病気事典[家庭の医学]
しょじょまくへいさ
処女膜閉鎖
処女膜閉鎖について解説します。
執筆者:
東京大学医学部附属病院女性診療科・産科副科長
百枝幹雄
どんな病気か
処女膜に開口部がなく閉鎖している場合をいいます。
腟は、胎児発生の過程で将来子宮・卵管に発育するミュラー管の末端部の細胞と、それに接する部分の尿生殖洞(にょうせいしょくどう)の細胞が同時に増殖して充実性の腟板(ちつばん)を形成し、胎生5カ月までに腟板内部が空洞化して管状となります。

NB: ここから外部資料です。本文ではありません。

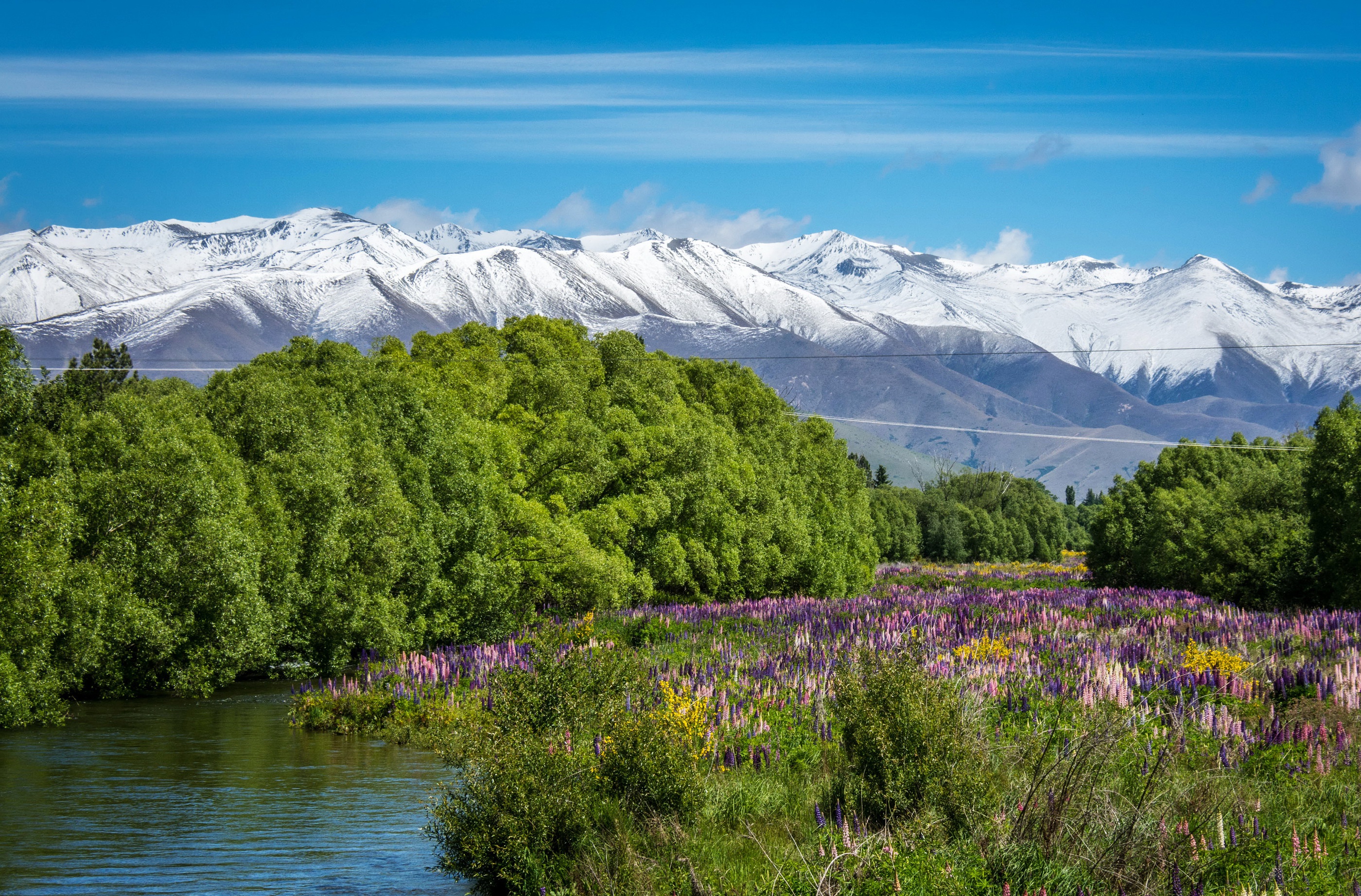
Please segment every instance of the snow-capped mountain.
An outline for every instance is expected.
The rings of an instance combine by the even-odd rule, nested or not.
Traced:
[[[738,254],[848,310],[1021,336],[1157,404],[1332,401],[1361,381],[1361,287],[1267,284],[1215,258],[980,265],[825,231]],[[1281,345],[1288,348],[1234,348]],[[1187,351],[1195,349],[1195,351]]]
[[[885,461],[908,447],[1056,489],[1105,487],[1157,449],[1019,434],[1278,434],[1361,379],[1345,348],[1226,348],[1361,341],[1361,288],[1263,284],[1203,257],[984,266],[838,231],[729,252],[651,230],[406,234],[332,209],[0,235],[0,325],[48,366],[95,336],[181,373],[297,334],[366,347],[524,314],[742,358],[807,412],[1000,431],[838,424]]]

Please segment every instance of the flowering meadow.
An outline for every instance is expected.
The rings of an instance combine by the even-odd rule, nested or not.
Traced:
[[[1361,893],[1361,613],[1077,560],[543,620],[294,718],[444,751],[430,835],[486,892]]]

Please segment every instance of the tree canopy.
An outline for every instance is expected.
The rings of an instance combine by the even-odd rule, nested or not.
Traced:
[[[870,489],[826,421],[632,333],[295,339],[204,387],[108,345],[38,383],[5,330],[0,352],[0,726],[874,572]]]

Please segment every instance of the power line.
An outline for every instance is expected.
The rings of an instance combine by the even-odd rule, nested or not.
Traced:
[[[1147,439],[1109,439],[1097,435],[1059,435],[1056,432],[1011,432],[1009,430],[973,430],[961,426],[934,426],[930,423],[894,423],[893,420],[864,420],[860,417],[833,417],[825,413],[807,413],[803,411],[785,411],[791,417],[822,417],[823,420],[838,420],[841,423],[874,423],[878,426],[902,426],[916,430],[946,430],[949,432],[980,432],[983,435],[1023,435],[1032,439],[1064,439],[1068,442],[1119,442],[1121,445],[1157,445],[1162,447],[1209,447],[1209,449],[1239,449],[1249,451],[1308,451],[1305,447],[1290,447],[1288,445],[1232,445],[1228,442],[1202,445],[1199,442],[1154,442]]]
[[[1361,345],[1361,343],[1271,343],[1271,344],[1255,344],[1255,345],[1173,345],[1168,348],[1025,348],[1015,351],[988,351],[988,352],[887,352],[887,354],[864,354],[864,355],[723,355],[723,356],[705,356],[706,360],[852,360],[852,359],[872,359],[872,358],[984,358],[984,356],[1010,356],[1010,355],[1098,355],[1098,354],[1119,354],[1119,352],[1210,352],[1210,351],[1228,351],[1228,349],[1255,349],[1255,348],[1354,348]],[[655,355],[646,355],[644,358],[656,358]],[[674,355],[672,358],[679,358]],[[698,358],[698,356],[697,356]],[[31,358],[30,360],[56,360],[65,362],[69,358]],[[151,363],[195,363],[196,358],[151,358]],[[248,364],[255,358],[210,358],[206,359],[219,364]],[[470,364],[483,364],[483,363],[510,363],[514,360],[521,360],[519,358],[449,358],[442,363],[470,363]],[[554,359],[554,360],[574,360],[574,359]],[[621,359],[625,360],[625,359]],[[634,360],[634,359],[627,359]],[[683,360],[683,359],[682,359]],[[29,370],[38,370],[38,367],[29,367]],[[82,370],[103,370],[101,367],[83,367]],[[139,368],[140,370],[140,368]],[[165,371],[181,370],[177,367],[166,367]],[[230,367],[188,367],[182,370],[231,370]]]

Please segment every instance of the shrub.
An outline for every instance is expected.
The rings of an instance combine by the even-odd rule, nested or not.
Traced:
[[[837,676],[847,798],[883,823],[940,813],[969,827],[987,795],[985,752],[966,723],[958,685],[932,678],[912,653],[862,654]]]
[[[700,752],[705,746],[704,703],[663,681],[657,703],[626,714],[606,740],[600,776],[626,806],[687,820],[701,804]]]
[[[569,874],[600,808],[591,752],[528,731],[465,751],[426,831],[440,867],[476,881],[483,893],[532,896]]]

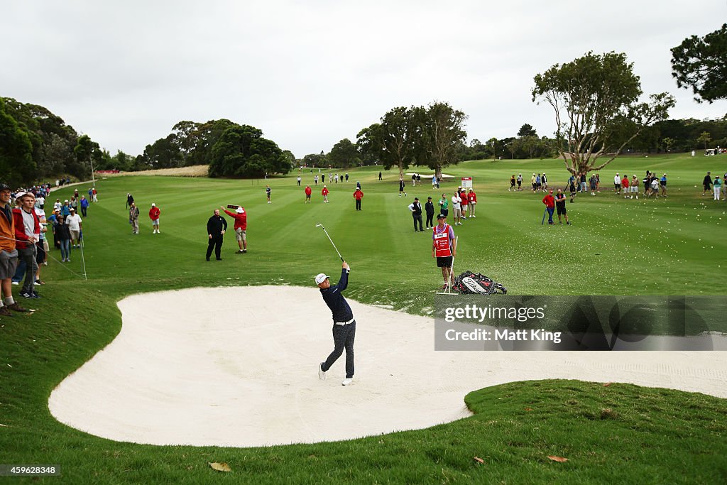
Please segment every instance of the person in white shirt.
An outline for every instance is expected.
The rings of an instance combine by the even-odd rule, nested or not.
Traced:
[[[454,212],[454,225],[462,225],[462,199],[459,193],[455,192],[452,196],[452,210]]]
[[[71,231],[71,244],[73,247],[81,247],[81,216],[76,213],[76,209],[71,208],[71,215],[65,217],[65,223]]]

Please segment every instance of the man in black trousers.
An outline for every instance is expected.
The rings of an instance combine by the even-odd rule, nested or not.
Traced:
[[[318,366],[318,378],[326,378],[326,372],[341,356],[345,348],[346,378],[341,384],[348,385],[353,380],[353,340],[356,336],[356,321],[353,318],[353,312],[348,306],[348,302],[341,294],[348,286],[348,272],[351,268],[345,261],[342,268],[341,278],[335,286],[331,286],[329,276],[325,273],[321,273],[316,276],[316,284],[321,289],[321,295],[333,316],[334,349],[326,361],[321,362]]]
[[[427,203],[424,204],[424,209],[427,212],[427,229],[434,228],[434,204],[431,197],[427,197]]]
[[[409,204],[409,210],[414,217],[414,232],[424,232],[424,227],[422,225],[422,204],[419,201],[419,197],[414,198],[414,202]],[[417,229],[417,223],[419,223],[419,229]]]
[[[220,215],[220,209],[214,209],[214,215],[207,221],[207,236],[209,241],[207,243],[207,261],[212,254],[212,248],[214,248],[214,256],[217,261],[222,258],[220,257],[220,251],[222,247],[222,236],[227,231],[227,221],[225,217]]]

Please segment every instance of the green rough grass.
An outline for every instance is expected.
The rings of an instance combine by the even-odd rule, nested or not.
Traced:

この時点では腟腔と尿生殖洞は処女膜により分離されており、その後、処女膜が破裂します。この過程に障害があると処女膜閉鎖となります。
症状の現れ方
通常、卵巣や子宮には異常を認めないため、思春期に月経が発来すると、月経血が腟内にたまって処女膜は青紫色に膨隆(ぼうりゅう)し、また貯留量が多くなると膀胱・尿道を圧迫して尿閉(にょうへい)に至ることもあります。さらに進行すれば、子宮や卵管にも月経血がたまり、月経血をみないまま周期的に腹痛を来します(月経モリミナ)。
診断と治療の方法
新生児期の診察で処女膜閉鎖を疑われることもありますが、腟管の状態まで診断することは不可能であり、また、その後自然に開口することもあるので、とくに処置は行いません。大部分は思春期に前述の症状を来して診断されます。
治療としては、処女膜を十字あるいは輪状に切開して、切開創(そう)は再閉鎖しないように辺縁を縫合処置します。
長期に子宮留血症(りゅうけつしょう)や卵管留血症を放置すると不妊症の原因となりますので、診断されれば早期に治療することが望まれます。